Data Science Fundamentals

Lesson 3: Exploratory Data Analysis (EDA)

Objectives:

  1. Understand the purpose of Exploratory Data Analysis (EDA).
  2. Learn techniques for summarizing and visualizing data.
  3. Apply EDA methods to uncover insights and patterns.

1. What is Exploratory Data Analysis (EDA)?

EDA is an approach to analyzing data sets to summarize their main characteristics, often using visual methods. It helps in understanding the data distribution, identifying patterns, detecting anomalies, and testing hypotheses.

Key Concepts:

  • Descriptive Statistics: Basic statistics to summarize data (mean, median, mode, etc.).
  • Data Distribution: Understanding how data is spread and its central tendencies.
  • Relationships: Examining correlations and relationships between variables.

2. Descriptive Statistics

Descriptive statistics provide a summary of data through measures like mean, median, mode, variance, and standard deviation.

Code Example: Calculating Descriptive Statistics with Pandas

import pandas as pd

# Sample DataFrame
data = {'Height': [150, 160, 165, 170, 180],
        'Weight': [55, 60, 65, 70, 75]}
df = pd.DataFrame(data)

# Calculating descriptive statistics
print(df.describe())
print(df['Height'].mean())
print(df['Weight'].median())

3. Data Visualization

Visualization helps in understanding data patterns, trends, and distributions. Common plots include:

  • Histograms: Show the distribution of a single variable.
  • Box Plots: Display data distribution and identify outliers.
  • Scatter Plots: Examine relationships between two variables.
  • Correlation Matrix: Visualize correlations between multiple variables.

Code Example: Visualization with Matplotlib and Seaborn

import seaborn as sns
import matplotlib.pyplot as plt

# Sample DataFrame
df = pd.DataFrame({'Height': [150, 160, 165, 170, 180],
                   'Weight': [55, 60, 65, 70, 75]})

# Histogram
plt.figure(figsize=(10, 4))
plt.subplot(1, 2, 1)
plt.hist(df['Height'], bins=5, edgecolor='black')
plt.title('Height Distribution')

# Scatter Plot
plt.subplot(1, 2, 2)
plt.scatter(df['Height'], df['Weight'])
plt.title('Height vs Weight')
plt.xlabel('Height')
plt.ylabel('Weight')

plt.tight_layout()
plt.show()

# Box Plot using Seaborn
sns.boxplot(x='Height', data=df)
plt.title('Box Plot of Height')
plt.show()

4. Identifying Patterns and Anomalies

Use visual and statistical methods to find patterns, correlations, or anomalies in the data.
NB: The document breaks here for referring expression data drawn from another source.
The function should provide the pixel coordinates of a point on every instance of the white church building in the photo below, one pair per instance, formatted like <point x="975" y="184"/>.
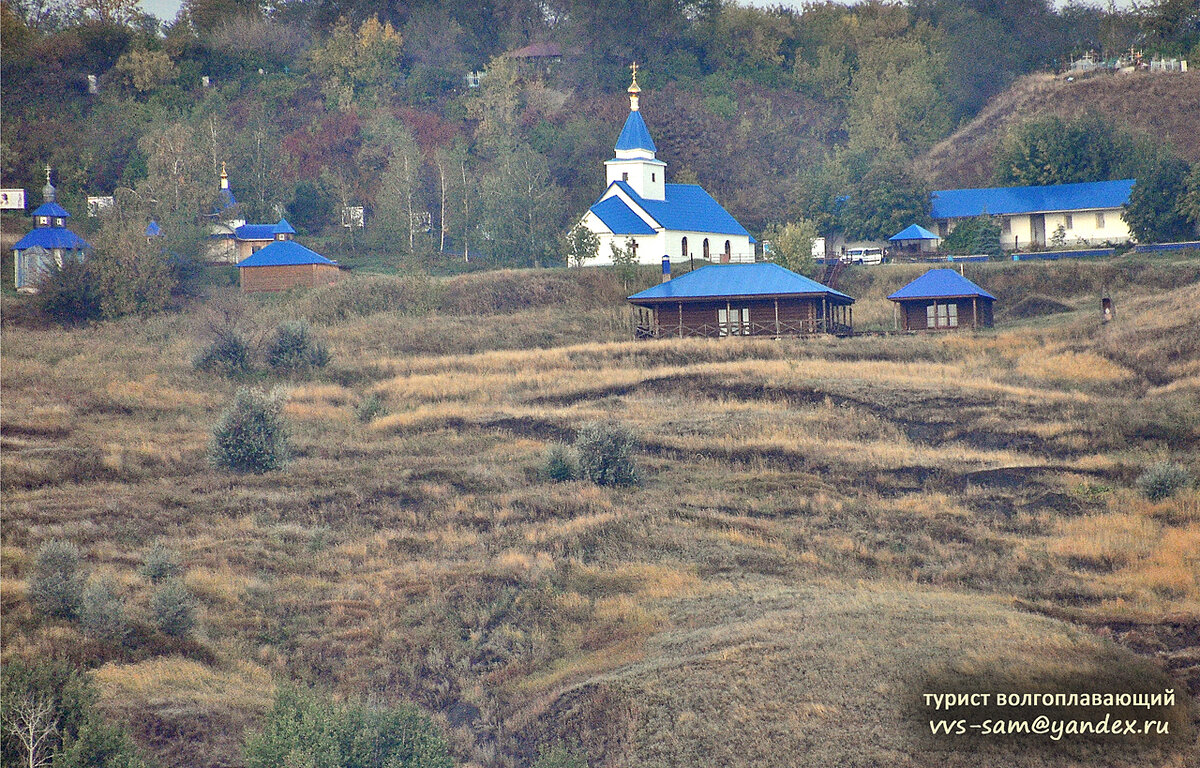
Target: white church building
<point x="639" y="207"/>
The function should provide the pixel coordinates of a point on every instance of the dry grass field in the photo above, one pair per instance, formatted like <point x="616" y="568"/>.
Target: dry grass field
<point x="823" y="523"/>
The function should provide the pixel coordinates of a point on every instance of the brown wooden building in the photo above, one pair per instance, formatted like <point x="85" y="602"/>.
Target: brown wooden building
<point x="742" y="300"/>
<point x="942" y="299"/>
<point x="286" y="264"/>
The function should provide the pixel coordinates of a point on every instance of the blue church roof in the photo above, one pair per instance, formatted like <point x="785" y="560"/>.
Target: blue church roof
<point x="621" y="219"/>
<point x="635" y="135"/>
<point x="1060" y="197"/>
<point x="688" y="208"/>
<point x="737" y="280"/>
<point x="51" y="209"/>
<point x="916" y="232"/>
<point x="283" y="253"/>
<point x="51" y="238"/>
<point x="940" y="283"/>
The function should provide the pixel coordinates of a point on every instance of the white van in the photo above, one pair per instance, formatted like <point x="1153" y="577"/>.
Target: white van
<point x="863" y="256"/>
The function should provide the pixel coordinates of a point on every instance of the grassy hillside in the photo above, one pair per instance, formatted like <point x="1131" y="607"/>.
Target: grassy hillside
<point x="1159" y="106"/>
<point x="825" y="525"/>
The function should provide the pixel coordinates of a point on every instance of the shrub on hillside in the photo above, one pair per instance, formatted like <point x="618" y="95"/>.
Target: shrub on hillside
<point x="606" y="454"/>
<point x="102" y="615"/>
<point x="161" y="563"/>
<point x="561" y="463"/>
<point x="252" y="435"/>
<point x="57" y="585"/>
<point x="1163" y="479"/>
<point x="295" y="348"/>
<point x="228" y="355"/>
<point x="305" y="729"/>
<point x="173" y="609"/>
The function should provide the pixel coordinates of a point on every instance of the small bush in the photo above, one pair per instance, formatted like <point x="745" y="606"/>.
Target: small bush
<point x="55" y="587"/>
<point x="294" y="348"/>
<point x="228" y="355"/>
<point x="606" y="454"/>
<point x="561" y="463"/>
<point x="103" y="612"/>
<point x="161" y="563"/>
<point x="173" y="609"/>
<point x="252" y="435"/>
<point x="1162" y="480"/>
<point x="371" y="408"/>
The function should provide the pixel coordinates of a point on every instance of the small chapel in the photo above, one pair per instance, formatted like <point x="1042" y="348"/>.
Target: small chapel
<point x="640" y="210"/>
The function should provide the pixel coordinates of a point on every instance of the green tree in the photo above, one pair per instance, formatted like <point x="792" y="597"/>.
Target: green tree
<point x="582" y="244"/>
<point x="791" y="246"/>
<point x="305" y="729"/>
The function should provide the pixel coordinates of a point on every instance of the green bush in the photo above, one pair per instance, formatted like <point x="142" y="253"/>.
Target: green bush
<point x="161" y="563"/>
<point x="294" y="348"/>
<point x="305" y="729"/>
<point x="57" y="585"/>
<point x="252" y="435"/>
<point x="606" y="454"/>
<point x="228" y="355"/>
<point x="371" y="408"/>
<point x="173" y="609"/>
<point x="1163" y="479"/>
<point x="561" y="463"/>
<point x="102" y="615"/>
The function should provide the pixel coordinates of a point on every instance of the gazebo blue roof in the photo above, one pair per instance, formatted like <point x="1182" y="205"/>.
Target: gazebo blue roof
<point x="51" y="238"/>
<point x="51" y="209"/>
<point x="915" y="232"/>
<point x="1032" y="199"/>
<point x="719" y="281"/>
<point x="635" y="135"/>
<point x="283" y="253"/>
<point x="940" y="283"/>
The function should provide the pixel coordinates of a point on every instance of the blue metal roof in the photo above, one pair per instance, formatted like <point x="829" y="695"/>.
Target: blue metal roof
<point x="688" y="208"/>
<point x="255" y="232"/>
<point x="283" y="253"/>
<point x="635" y="135"/>
<point x="737" y="280"/>
<point x="940" y="283"/>
<point x="621" y="219"/>
<point x="916" y="232"/>
<point x="51" y="238"/>
<point x="51" y="209"/>
<point x="1060" y="197"/>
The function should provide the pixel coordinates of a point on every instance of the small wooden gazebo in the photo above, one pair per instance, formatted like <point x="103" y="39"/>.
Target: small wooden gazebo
<point x="742" y="300"/>
<point x="942" y="299"/>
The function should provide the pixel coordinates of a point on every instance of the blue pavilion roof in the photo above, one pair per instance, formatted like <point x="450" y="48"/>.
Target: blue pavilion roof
<point x="621" y="219"/>
<point x="51" y="238"/>
<point x="688" y="208"/>
<point x="635" y="135"/>
<point x="51" y="209"/>
<point x="283" y="253"/>
<point x="1060" y="197"/>
<point x="940" y="283"/>
<point x="737" y="280"/>
<point x="916" y="232"/>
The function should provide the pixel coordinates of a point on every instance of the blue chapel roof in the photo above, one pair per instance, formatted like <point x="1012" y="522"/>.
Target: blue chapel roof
<point x="283" y="253"/>
<point x="51" y="238"/>
<point x="51" y="209"/>
<point x="1032" y="199"/>
<point x="940" y="283"/>
<point x="635" y="135"/>
<point x="688" y="208"/>
<point x="737" y="280"/>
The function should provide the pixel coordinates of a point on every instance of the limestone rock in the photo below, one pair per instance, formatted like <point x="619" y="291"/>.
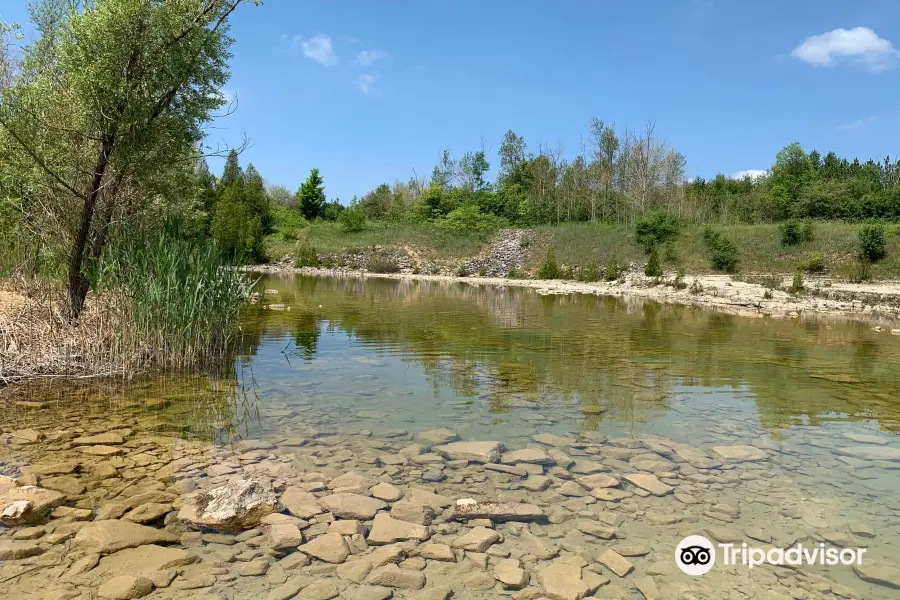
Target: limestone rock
<point x="105" y="537"/>
<point x="352" y="506"/>
<point x="480" y="452"/>
<point x="329" y="547"/>
<point x="234" y="506"/>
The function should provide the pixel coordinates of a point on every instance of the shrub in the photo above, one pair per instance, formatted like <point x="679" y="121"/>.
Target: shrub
<point x="306" y="256"/>
<point x="656" y="228"/>
<point x="653" y="268"/>
<point x="352" y="220"/>
<point x="382" y="263"/>
<point x="797" y="285"/>
<point x="549" y="269"/>
<point x="612" y="271"/>
<point x="589" y="273"/>
<point x="871" y="243"/>
<point x="815" y="264"/>
<point x="723" y="250"/>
Code Example: Correlation Matrix

# Sample DataFrame with more variables
df = pd.DataFrame({'Height': [150, 160, 165, 170, 180],
                   'Weight': [55, 60, 65, 70, 75],
                   'Age': [23, 25, 30, 35, 40]})

# Calculating correlation matrix
corr_matrix = df.corr()
print(corr_matrix)

# Plotting correlation matrix
sns.heatmap(corr_matrix, annot=True, cmap='coolwarm', linewidths=0.5)
plt.title('Correlation Matrix')
plt.show()

5. Key Takeaways

  • EDA helps in summarizing and visualizing data to uncover insights.
  • Use descriptive statistics to understand data characteristics.
  • Employ various visualization techniques to explore data relationships and distributions.

6. Homework/Practice:

  • Load a dataset and perform basic descriptive statistics.
  • Create various plots (histogram, box plot, scatter plot) to visualize the data.
  • Analyze the visualizations to identify patterns or anomalies in the dataset.